Carolyn Adolph reports that has some of those knitting stores spinning a sad tale.
CAROLYN ADOLPH: Davis, Calif., had two yarn shops. They were stacked to the rafters with quality yarn. Three years ago shops like these were full of knitters. Now they're gone.
Maria Inglesby closed her Davis yarn shop last September.
Maria Inglesby: So this is one that's more . . . but do you see the colors?
ADOLPH: Can you spin that?
Inglesby: Yes, you can spin that.
Now she sells yarn from her house. She says she knew knitting would fall out of fashion, but not this fast.
Inglesby: The sales were dropping rather rapidly, and when we're sitting in an area where we have an economic contraction and where people are facing debt that they need to take care of, they're not going to invest in yarn. They're not going to invest into a hobby.
The irony is, knitting's boom was actually born in a recession, the one after 9/11. Worried women knit.
The National Needleworkers Association says yarn sales grew by 40 percent a year -- unheard-of. That run-up peaked in 2005. At first there was business for everyone. A lot of neighborhood stores opened up. And a quarter of sales moved to the Internet.
Then customers lost interest.
Some yarn shops are finding a way to survive. Laura and Doug Zander will tell you it's a lot of work. They own Jimmy Beans Wool, a shop in a strip mall in Reno, Nev.
Eighty percent of their business is now online. Jimmy Beans Wool isn't just another Internet retailer. It's a virtual knitting shop, with online tutorials and a toll-free number for human advice. Now they have reviews of knitting gear on YouTube.
[AUDIO FROM JIMMY BEANS WOOL VIDEO:]
LAURA ZANDER Hi, I'm Laura from Jimmy Beans Wool, and I am reviewing the Offhand Designs Zhivago Weekend bag.
Laura Zander says her online customers are busy people. No time for knitting lessons and no time to shop.
Laura Zander: How many people are doing video reviews of products? We have people who just said "It makes you feel like you're in the store."
Zander says she pulls Internet clients from New York City and Chicago, where women have big jobs and no time.

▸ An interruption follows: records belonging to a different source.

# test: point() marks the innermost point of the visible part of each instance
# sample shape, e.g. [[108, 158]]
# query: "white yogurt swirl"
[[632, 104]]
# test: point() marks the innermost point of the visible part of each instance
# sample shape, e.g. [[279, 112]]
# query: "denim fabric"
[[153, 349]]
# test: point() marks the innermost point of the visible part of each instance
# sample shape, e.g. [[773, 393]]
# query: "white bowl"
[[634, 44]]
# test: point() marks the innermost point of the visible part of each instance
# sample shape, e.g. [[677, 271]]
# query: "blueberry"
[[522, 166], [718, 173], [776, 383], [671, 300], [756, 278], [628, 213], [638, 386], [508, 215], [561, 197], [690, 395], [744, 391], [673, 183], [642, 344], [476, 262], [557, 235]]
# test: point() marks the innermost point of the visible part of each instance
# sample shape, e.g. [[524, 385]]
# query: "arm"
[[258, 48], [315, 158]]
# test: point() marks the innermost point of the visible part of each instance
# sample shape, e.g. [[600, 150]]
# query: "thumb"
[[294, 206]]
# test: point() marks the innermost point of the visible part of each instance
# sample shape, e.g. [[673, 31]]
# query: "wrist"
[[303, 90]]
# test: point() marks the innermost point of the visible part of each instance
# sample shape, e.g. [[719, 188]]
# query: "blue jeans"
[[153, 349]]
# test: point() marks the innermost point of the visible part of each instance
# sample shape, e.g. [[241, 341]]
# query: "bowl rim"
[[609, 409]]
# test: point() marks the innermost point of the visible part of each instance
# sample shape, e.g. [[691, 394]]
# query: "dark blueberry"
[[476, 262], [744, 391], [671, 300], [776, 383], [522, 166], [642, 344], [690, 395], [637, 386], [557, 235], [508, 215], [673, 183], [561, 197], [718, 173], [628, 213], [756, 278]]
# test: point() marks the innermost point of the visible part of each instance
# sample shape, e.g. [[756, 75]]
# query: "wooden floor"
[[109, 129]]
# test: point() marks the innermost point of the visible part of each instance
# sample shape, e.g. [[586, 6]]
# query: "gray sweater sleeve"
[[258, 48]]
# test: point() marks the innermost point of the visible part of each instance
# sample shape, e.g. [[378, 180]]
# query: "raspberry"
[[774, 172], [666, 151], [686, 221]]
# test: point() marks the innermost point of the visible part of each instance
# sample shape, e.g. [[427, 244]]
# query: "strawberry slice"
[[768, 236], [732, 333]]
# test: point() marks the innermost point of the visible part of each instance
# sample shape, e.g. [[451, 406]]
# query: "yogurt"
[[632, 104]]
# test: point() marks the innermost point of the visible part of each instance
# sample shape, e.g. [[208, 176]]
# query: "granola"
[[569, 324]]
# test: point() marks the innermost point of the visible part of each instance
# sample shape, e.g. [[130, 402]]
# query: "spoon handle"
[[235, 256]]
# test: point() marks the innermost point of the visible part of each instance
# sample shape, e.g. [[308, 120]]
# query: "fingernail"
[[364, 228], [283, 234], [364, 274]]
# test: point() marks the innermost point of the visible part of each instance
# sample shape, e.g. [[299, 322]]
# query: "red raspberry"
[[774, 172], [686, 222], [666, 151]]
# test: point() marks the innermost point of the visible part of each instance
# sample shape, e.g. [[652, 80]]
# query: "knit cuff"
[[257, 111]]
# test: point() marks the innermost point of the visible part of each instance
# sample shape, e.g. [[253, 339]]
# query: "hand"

ZANDER: If they order it on Saturday, they'll get it on Monday. You know, and the shipping is flat-rate: $4. And then no sales tax. Once they see all of those benefits, then we've got a returning customer.
That's the go-big formula. But are there small-scale business models that work?
Maria Inglesby is trying something new. She travels to where the customers are by running knitting circles. She still tracks down quality yarn for her clients. Now she's paid for her expertise as well.
At a cafe in Davis a dozen women gather around her. And one entire table wants to know how to stitch the end of a sock.
In Davis, Calif., I'm Carolyn Adolph for Marketplace.